MATARAM - Kejaksaan Tinggi Nusa Tenggara Barat mengungkap peran dari mantan Direktur RSUD Lombok Utara berinisial SH, terkait kasus dugaan korupsi dalam pengerjaan proyek di RSUD Lombok Utara, yakni penambahan ruang operasi dan ICU, serta penambahan ruang IGD.

"Mantan direktur dalam kapasitasnya sebagai KPA (kuasa pengguna anggaran) mempengaruhi PPK (pejabat pembuat komitmen) dalam pengerjaan proyek," kata Juru Bicara Kejati NTB Dedi Irawan di Mataram, dilansir Antara, Rabu, 29 September.

Adanya relasi dalam struktur jabatan itu diduga digunakan SH yang kini menjadi tersangka dalam kasus ini agar pelaksanaan proyek seolah-olah tidak ada yang bermasalah.

Masalah yang muncul dalam kasus ini juga terkait pembayaran pihak ketiga penyedia barang, antara lain satu unit alat sistem tata udara AHU/HVAC, HEPA Filter, Medium Filter, Remote Control, dan buku garansi.

Karena tak kunjung terbayarkan, sejumlah fasilitas itu diminta kembali pihak rekanan penyedia barang. Demikian juga dengan Hermetic Door dan pekerjaan pemasangan vynil. Sementara, termin pembayaran sudah dilaksanakan per Desember 2019 lalu.

Dalam kasus ini SH ditetapkan sebagai tersangka korupsi pada pengerjaan tiga proyek di RSUD Lombok Utara.

Tiga proyek tersebut yakni penambahan ruang operasi dan ICU dikerjakan oleh PT. Apro Megatama yang berdomisili di Makassar, Sulawesi Selatan.

Sedangkan untuk pengerjaan proyek penambahan ruang IGD, dikerjakan oleh PT. Batara Guru Group dari Samarinda, Kalimantan Timur.

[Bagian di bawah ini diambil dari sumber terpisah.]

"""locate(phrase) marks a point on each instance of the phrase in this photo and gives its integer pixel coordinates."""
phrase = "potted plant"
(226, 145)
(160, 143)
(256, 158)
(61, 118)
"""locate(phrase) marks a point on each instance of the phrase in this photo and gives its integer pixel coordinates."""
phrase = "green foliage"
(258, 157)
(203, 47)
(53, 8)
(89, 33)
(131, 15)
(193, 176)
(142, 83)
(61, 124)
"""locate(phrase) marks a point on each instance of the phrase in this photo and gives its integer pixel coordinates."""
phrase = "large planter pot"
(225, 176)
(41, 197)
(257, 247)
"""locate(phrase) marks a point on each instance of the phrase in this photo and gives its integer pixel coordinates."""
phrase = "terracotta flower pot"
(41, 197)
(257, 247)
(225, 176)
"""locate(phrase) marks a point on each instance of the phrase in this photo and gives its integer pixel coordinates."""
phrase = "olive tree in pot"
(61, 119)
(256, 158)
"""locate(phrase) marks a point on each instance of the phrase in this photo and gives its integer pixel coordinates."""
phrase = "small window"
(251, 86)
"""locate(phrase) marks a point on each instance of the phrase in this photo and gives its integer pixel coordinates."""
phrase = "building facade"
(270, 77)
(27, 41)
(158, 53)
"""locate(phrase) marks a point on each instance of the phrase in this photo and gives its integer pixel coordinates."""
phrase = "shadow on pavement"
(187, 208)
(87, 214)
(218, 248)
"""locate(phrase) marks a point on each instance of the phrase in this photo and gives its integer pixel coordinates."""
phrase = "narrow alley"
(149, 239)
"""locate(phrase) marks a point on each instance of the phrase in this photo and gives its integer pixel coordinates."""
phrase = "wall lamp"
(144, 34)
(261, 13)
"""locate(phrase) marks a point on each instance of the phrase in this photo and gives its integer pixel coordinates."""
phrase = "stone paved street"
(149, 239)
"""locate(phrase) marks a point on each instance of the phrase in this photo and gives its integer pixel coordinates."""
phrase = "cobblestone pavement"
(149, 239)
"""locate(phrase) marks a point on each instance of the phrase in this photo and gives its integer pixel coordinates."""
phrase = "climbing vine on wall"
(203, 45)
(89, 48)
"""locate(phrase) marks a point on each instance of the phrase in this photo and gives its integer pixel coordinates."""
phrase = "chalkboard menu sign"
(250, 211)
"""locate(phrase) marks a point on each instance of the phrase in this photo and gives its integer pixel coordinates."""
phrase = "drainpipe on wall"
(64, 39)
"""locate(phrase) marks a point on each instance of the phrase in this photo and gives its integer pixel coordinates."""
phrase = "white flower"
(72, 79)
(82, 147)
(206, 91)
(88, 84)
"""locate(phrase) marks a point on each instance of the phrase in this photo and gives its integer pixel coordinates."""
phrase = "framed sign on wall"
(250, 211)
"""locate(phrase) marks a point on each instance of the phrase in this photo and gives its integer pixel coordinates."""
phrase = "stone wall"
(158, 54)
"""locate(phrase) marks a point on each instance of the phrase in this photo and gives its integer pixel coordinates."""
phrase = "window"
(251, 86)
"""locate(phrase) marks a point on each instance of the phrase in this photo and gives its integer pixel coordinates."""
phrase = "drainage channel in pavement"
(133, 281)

Untuk proyek penambahan ruang operasi dan ICU yang dikerjakan PT. Apro Megatama, nilai pekerjaan mencapai Rp6,4 miliar. Dugaan korupsinya muncul karena pengerjaannya molor hingga menimbulkan denda. Hal itu pun mengakibatkan muncul kerugian negara berdasarkan hasil audit, sebesar Rp742,75 juta.

Dalam proyek ini SH ditetapkan sebagai tersangka bersama tiga orang lainnya. Mereka adalah pejabat pembuat komitmen berinisial EB, kuasa Direktur PT Apro Megatama berinisial DT sebagai pihak dari rekanan pelaksana, dan Direktur CV Cipta Pandu Utama berinisial DD, konsultan pengawas.

Kemudian pengerjaan proyek penambahan ruang IGD oleh PT. Batara Guru Group. Proyeknya dikerjakan dengan nilai Rp5,1 miliar. Dugaannya muncul usai pemerintah memutus kontrak proyek di tengah progres pengerjaan sehingga kerugian negara yang timbul mencapai Rp1,75 miliar.

Modus korupsinya, pekerjaan proyek tetap dinyatakan selesai meskipun diduga masih ada kekurangan volume pekerjaan.

"Proyek ini realisasinya hanya beton saja. Ada indikasi kekurangan volume pekerjaan," ucapnya.

Dalam penanganan kasus untuk proyek ini, Kejati NTB menetapkan SH sebagai tersangka bersama DKF, konsultan pengawas dari CV Indo Mulya Consultant, yang kini menjadi Wakil Bupati Lombok Utara.

Tersangka lainnya, pejabat pembuat komitmen (PPK) proyek berinisial HZ, dan kuasa direktur PT Batara Guru, MF.